Compartmentalized redox signaling at the myoendothelial junction regulates heterocellular communication in the vessel wall

Regulation of vascular tone requires coordinated gap junction (GJ) communication between endothelial cells (EC) and vascular smooth muscle cells (SMC) at the myoendothelial junction (MEJ); however the post translational mechanisms that regulate GJ proteins at the MEJ remain unclear. Thus, we tested if the post‐translational redox state of connexin 43 (Cx43) regulated GJ permeability at the MEJ. Initial vasoreactivity studies on thoracodorsal arteries showed that GJs and nitric oxide (NO) blockers enhance vasoconstriction after phenylephrine (PE) application, correlating with localized endothelial nitric oxide synthase (eNOS) and Cx43 expression at the MEJ. We found an active pool of eNOS only at the MEJ, which associated with constitutive S‐nitrosylation of Cx43 on cysteine 271. Stimulation of SMCs with PE promoted Cx43 denitrosylation only at the MEJ after 1 min, followed by a renitrosylation after 20 mins.

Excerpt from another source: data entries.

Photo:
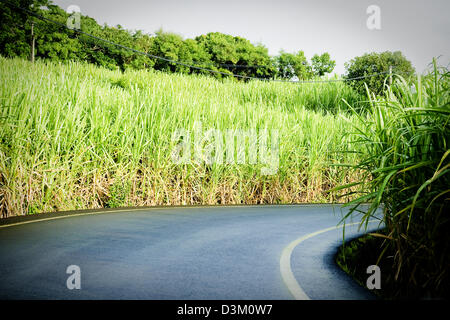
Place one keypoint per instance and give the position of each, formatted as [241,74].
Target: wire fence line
[191,64]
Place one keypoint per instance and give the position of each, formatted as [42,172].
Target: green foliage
[373,63]
[405,139]
[293,65]
[322,64]
[222,53]
[15,28]
[118,195]
[67,137]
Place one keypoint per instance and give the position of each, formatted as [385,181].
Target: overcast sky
[420,29]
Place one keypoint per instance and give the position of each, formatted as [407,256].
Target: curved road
[230,252]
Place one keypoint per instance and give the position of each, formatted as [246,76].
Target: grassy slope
[76,136]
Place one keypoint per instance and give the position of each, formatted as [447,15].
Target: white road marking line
[285,262]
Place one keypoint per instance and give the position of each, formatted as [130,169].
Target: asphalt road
[181,253]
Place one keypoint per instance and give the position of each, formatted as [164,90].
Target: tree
[15,27]
[373,63]
[291,65]
[236,55]
[322,64]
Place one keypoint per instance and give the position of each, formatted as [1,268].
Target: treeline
[217,51]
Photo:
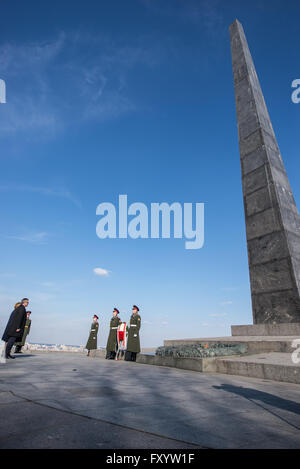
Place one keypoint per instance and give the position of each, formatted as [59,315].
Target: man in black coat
[15,327]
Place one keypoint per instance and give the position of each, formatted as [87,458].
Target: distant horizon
[104,99]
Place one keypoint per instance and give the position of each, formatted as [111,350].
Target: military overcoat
[133,342]
[112,338]
[92,340]
[16,321]
[26,332]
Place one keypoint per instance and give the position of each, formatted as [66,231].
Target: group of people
[133,338]
[17,328]
[19,323]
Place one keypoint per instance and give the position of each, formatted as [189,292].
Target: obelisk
[271,215]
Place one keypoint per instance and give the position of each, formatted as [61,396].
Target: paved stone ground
[66,400]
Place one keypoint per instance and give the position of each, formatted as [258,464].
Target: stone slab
[72,401]
[274,366]
[271,330]
[254,344]
[194,364]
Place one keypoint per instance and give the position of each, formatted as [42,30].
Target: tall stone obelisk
[272,218]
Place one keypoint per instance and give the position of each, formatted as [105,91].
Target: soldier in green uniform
[21,344]
[92,340]
[111,347]
[133,342]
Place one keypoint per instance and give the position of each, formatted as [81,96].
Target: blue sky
[135,98]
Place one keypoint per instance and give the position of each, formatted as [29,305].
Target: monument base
[272,330]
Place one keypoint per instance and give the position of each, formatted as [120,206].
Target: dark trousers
[130,356]
[9,345]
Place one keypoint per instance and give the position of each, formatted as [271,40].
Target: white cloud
[57,83]
[46,191]
[35,238]
[218,315]
[100,271]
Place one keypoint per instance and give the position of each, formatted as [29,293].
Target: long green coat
[133,343]
[25,334]
[112,338]
[92,340]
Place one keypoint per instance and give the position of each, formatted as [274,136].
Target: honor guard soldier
[92,340]
[21,344]
[133,343]
[111,347]
[15,327]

Using caged IP 3 to measure GJ permeability, we found that S‐nitrosylation of Cx43 enhanced permeability and denitrosylation decreased permeability. We identified the denitrosylase S‐nitrosoglutathione reductase (GSNO‐R) at the MEJ and found that inhibition of GSNO‐R limited Cx43 denitrosylation after PE stimulation and maintained permeable GJs. These results show that the redox state of Cx43 is critical to coordinate heterocellular communication within the vessel wall.